New thresholds set forth by article 2477 Italian Civil Code

In recent years, the discipline relating to the appointment of the body of control in limited liability companies has been subject to several and reiterated modifications that have taken place, in in particular, following the entry into force of the Code of Corporate Crisis and Insolvency (Legislative Decree 14/2019) and its subsequent amendments.Currently, the regulatory framework has finally come to a stable set of rules.

Article 2477 of the Italian Civil Code establishes that a limited liability company is required to appoint a body of control (a sole auditor or, at the choice of the shareholders, a board of statutory auditors composed of three effective members and two alternate) or an external auditor if the company:
   a) is required to prepare the consolidated financial statements;
   b) controls a company obliged to carry out the statutory audit of
accounts;
   c) has exceeded at least one of the following limits:
      1) total balance sheet assets: 4 million euros;
      2) revenues from sales and services: 4 million euros;
      3) employees employed on average during the financial year: 20 units.

The obligation to appoint ceases if, for three consecutive financial years, none of the aforementioned limits is exceeded.

The appointment must be made within 30 days of the date of approval of the financial statements as of 31 December 2022.

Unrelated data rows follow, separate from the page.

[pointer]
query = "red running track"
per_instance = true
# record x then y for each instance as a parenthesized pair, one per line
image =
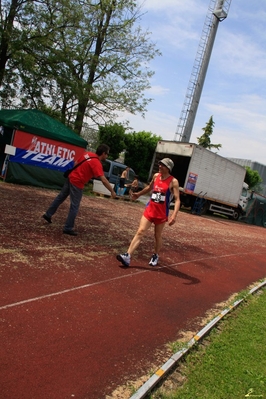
(76, 325)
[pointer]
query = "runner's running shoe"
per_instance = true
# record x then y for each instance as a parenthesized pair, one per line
(124, 259)
(154, 260)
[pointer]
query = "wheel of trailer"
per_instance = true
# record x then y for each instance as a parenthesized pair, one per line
(204, 208)
(236, 215)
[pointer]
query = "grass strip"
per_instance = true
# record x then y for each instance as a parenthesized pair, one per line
(232, 365)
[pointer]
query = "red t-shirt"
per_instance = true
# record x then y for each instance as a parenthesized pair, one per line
(87, 170)
(159, 203)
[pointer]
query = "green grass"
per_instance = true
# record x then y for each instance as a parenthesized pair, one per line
(232, 364)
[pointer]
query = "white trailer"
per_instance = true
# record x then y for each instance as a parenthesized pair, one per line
(208, 182)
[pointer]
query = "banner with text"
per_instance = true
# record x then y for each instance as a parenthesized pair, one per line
(39, 151)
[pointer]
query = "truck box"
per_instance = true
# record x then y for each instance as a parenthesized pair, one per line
(201, 172)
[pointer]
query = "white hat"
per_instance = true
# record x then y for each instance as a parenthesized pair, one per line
(168, 163)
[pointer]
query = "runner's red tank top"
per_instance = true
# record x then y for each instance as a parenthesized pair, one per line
(159, 203)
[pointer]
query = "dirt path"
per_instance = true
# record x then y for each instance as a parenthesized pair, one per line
(75, 324)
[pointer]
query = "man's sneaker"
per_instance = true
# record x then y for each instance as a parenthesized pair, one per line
(70, 232)
(47, 218)
(124, 259)
(154, 260)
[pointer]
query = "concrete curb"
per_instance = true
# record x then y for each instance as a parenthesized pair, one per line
(155, 378)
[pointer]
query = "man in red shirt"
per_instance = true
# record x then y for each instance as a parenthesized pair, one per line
(91, 167)
(164, 188)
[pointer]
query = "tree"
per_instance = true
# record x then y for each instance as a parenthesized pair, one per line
(113, 135)
(140, 149)
(89, 60)
(205, 140)
(253, 179)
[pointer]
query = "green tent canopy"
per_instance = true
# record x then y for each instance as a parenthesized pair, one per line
(36, 122)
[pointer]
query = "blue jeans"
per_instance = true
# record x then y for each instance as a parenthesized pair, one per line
(75, 194)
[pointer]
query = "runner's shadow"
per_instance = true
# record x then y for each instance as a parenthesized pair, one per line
(171, 271)
(176, 273)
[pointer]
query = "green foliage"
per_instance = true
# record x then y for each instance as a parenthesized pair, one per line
(253, 178)
(205, 140)
(232, 363)
(140, 149)
(113, 135)
(86, 59)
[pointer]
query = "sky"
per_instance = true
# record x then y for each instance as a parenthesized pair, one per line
(234, 92)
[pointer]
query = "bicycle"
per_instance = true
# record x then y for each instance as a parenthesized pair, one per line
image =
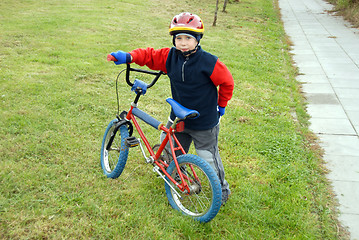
(192, 186)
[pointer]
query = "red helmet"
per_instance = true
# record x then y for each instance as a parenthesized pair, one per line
(186, 23)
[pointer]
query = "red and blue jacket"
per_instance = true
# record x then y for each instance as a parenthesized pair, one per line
(194, 81)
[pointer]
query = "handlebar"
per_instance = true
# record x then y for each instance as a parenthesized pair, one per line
(129, 69)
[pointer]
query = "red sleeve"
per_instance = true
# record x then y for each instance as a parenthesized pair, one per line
(223, 78)
(154, 59)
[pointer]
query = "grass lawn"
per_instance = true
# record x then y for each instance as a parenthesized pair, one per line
(58, 95)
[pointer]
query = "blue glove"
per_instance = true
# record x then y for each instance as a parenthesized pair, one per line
(221, 110)
(139, 84)
(122, 57)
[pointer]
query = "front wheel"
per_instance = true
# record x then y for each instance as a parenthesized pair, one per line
(114, 151)
(204, 201)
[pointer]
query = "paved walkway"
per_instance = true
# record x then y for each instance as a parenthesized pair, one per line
(326, 52)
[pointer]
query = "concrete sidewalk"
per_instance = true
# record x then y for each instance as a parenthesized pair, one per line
(326, 51)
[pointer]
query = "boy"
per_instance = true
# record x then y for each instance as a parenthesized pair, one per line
(194, 75)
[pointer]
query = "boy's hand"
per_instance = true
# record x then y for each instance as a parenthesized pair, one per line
(121, 57)
(221, 110)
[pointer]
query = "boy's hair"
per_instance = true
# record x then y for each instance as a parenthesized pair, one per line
(187, 23)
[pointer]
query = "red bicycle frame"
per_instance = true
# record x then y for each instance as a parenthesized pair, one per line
(170, 134)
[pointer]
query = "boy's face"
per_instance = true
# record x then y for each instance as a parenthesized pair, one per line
(185, 43)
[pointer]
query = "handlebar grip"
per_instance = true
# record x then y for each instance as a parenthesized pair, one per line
(111, 58)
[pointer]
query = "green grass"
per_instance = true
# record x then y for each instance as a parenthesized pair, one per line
(58, 95)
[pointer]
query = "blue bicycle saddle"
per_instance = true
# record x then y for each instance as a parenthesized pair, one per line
(181, 111)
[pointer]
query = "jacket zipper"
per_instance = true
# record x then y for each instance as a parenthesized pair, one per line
(184, 63)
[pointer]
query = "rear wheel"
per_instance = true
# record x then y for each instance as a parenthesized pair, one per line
(114, 155)
(204, 200)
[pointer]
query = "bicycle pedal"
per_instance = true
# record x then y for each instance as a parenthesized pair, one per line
(132, 142)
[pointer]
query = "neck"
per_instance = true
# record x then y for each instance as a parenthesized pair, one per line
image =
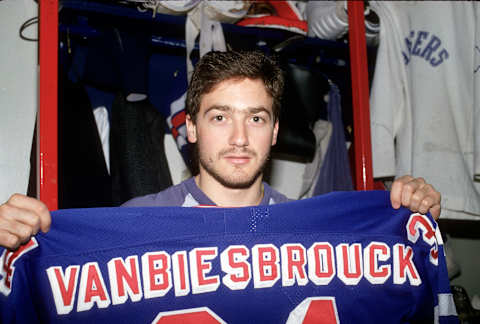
(230, 197)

If, in the presence of the requisites, the shareholders’ meeting fails to appoint the auditor or the body of control, the Court shall provide such appointment upon request of any interested party.

During the approval of the financial statements of the financial year closed on 31.12.2022 it is therefore necessary to adequately check the eventual existence of the above indicated requisites and in case they exceed for two consecutive years to adopt the related resolutions for the appointment of the supervisory body or the auditor.